As noted by literary historian Nicolae Scurtu, "some of his collaborators and peers [pushed Gafița] into a blind-spot, that he surely did not deserve." In 1979, the CR put out a work of memoirs by Ion Petrovici, with a preface by its former director. The text drew criticism from A. Braester in Era Socialistă, since Gafița, though an "eminent man of progressive culture", had failed to explain the passages in which Petrovici expressed his sympathy for Romania's far-right movements (including the Iron Guard). On different grounds, other authors went public with their disdain for Gafița after the Romanian Revolution of 1989. In a 2002 article, his old rival George listed him among the "zealous agents of the [early communist] moment", on par with Bratu and Paul Georgescu—though still less servile than Ovid Crohmălniceanu. Three years later, critic Gheorghe Grigurcu recounted that Gafița had been a "loyal henchman" to Preda, and that both had defrauded the state by arranging "massive print after massive print" for the CR novelists.
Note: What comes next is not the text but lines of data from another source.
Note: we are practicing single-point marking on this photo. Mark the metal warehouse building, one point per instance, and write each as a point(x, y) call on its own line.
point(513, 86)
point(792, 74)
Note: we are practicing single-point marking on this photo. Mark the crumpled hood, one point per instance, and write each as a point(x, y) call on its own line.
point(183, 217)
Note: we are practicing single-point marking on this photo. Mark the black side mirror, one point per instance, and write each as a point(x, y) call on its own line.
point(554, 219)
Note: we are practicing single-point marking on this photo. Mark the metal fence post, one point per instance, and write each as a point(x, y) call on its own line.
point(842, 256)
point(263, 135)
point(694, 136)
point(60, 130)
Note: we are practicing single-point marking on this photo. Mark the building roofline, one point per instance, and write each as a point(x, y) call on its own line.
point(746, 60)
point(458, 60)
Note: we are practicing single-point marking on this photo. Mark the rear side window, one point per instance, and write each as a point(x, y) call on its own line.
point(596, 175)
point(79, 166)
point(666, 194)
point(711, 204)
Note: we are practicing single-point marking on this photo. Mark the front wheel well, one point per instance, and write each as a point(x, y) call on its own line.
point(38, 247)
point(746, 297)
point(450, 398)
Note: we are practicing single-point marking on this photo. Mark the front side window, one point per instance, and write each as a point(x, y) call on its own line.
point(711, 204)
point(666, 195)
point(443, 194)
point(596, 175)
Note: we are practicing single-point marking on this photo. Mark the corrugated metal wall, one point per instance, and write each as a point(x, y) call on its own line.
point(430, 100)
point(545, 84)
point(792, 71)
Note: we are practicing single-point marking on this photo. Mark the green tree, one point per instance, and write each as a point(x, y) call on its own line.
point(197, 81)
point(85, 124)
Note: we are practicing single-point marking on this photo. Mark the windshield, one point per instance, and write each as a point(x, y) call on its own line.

In 2012, author Gelu Ionescu argued that Gafița, a "staunch defender of socialist realism", was only appointed to lead the CR because Preda wished to have "less of a hassle in dealing with 'the structures'". During a 2008 interview, political scientist Vladimir Tismăneanu proposed that, "regretfully", Gafița had served as one of the "fanatical politruci" who had assisted in the act of "cultural degradation during 1948–1956."

Mihai's brother Viniciu continued to write into the 1990s, and died, aged 80, in 2006. Beginning in the 1980s, Gabriel Gafița had embarked on projects of international cooperation, and was visiting the Hungarian People's Republic on a regular basis. Under contract with Editura Kriterion, he curated a Hungarian-language volume of Cezar Petrescu's novellas—translated by László Kardos-Körtvélyfái, and arranged the same as in his father's first edition. Specialized in minority issues, Gabriel later moved into the diplomatic service; his contributions were tinged by controversy upon the discovery that, as "Rosetty", he had been a Securitate informant after 1977—in June 2009, a definitive court ruling defined him as engaged in political persecution under the previous regime. Recalled from his position as Romanian Ambassador to Portugal, he continued to deny that he was "Rosetty", and claimed instead that the Securitate had also targeted him. The literary career was also embraced by Mihnea, who became an editor and translator. In 1992, his version of George Orwell's Animal Farm appeared at Editura Univers.